Geosyncline is a geological concept which was developed in the late 19th and early 20th centuries prior to the development of the concept of plate tectonics. A geosyncline was described as a subsiding linear trough that was caused by the accumulation of sedimentary rock strata deposited in a basin and subsequently compressed, deformed, and uplifted into a mountain range, with attendant volcanism and plutonism. The filling of a geosyncline with sediment is accompanied in the late stages of deposition by folding, crumpling, and faulting of the deposits. Intrusion of crystalline igneous rock and regional uplift along the axis of the trough generally complete the history of a particular geosyncline. It is then transformed into a belt of folded mountains. Thick volcanic sequences, together with greywackes (sandstones rich in rock fragments with a muddy matrix), cherts, and various sediments reflecting deepwater deposition or processes, were considered eugeosynclinal deposits of the outer deepwater segment of geosynclines.

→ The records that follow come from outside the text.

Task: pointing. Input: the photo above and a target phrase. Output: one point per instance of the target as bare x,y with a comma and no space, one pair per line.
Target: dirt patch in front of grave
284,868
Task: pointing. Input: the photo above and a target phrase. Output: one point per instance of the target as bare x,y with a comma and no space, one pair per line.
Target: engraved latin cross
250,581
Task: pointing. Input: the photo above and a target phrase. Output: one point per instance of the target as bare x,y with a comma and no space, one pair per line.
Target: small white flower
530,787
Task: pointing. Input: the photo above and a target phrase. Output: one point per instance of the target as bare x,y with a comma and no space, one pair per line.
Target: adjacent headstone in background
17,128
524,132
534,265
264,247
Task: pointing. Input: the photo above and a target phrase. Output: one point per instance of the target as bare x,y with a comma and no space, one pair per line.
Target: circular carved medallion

The geosyncline hypothesis is an obsolete concept involving vertical crustal movement that has been replaced by plate tectonics to explain crustal movement and geologic features.
Geosynclines were divided into miogeosynclines and eugeosynclines, depending on the types of discernible rock strata of the mountain system.
A miogeosyncline develops along a passive margin of a continent and is composed of sediments with limestones, sandstones and shales. The occurrences of limestones and well-sorted quartz sandstones indicate a shallow-water formation.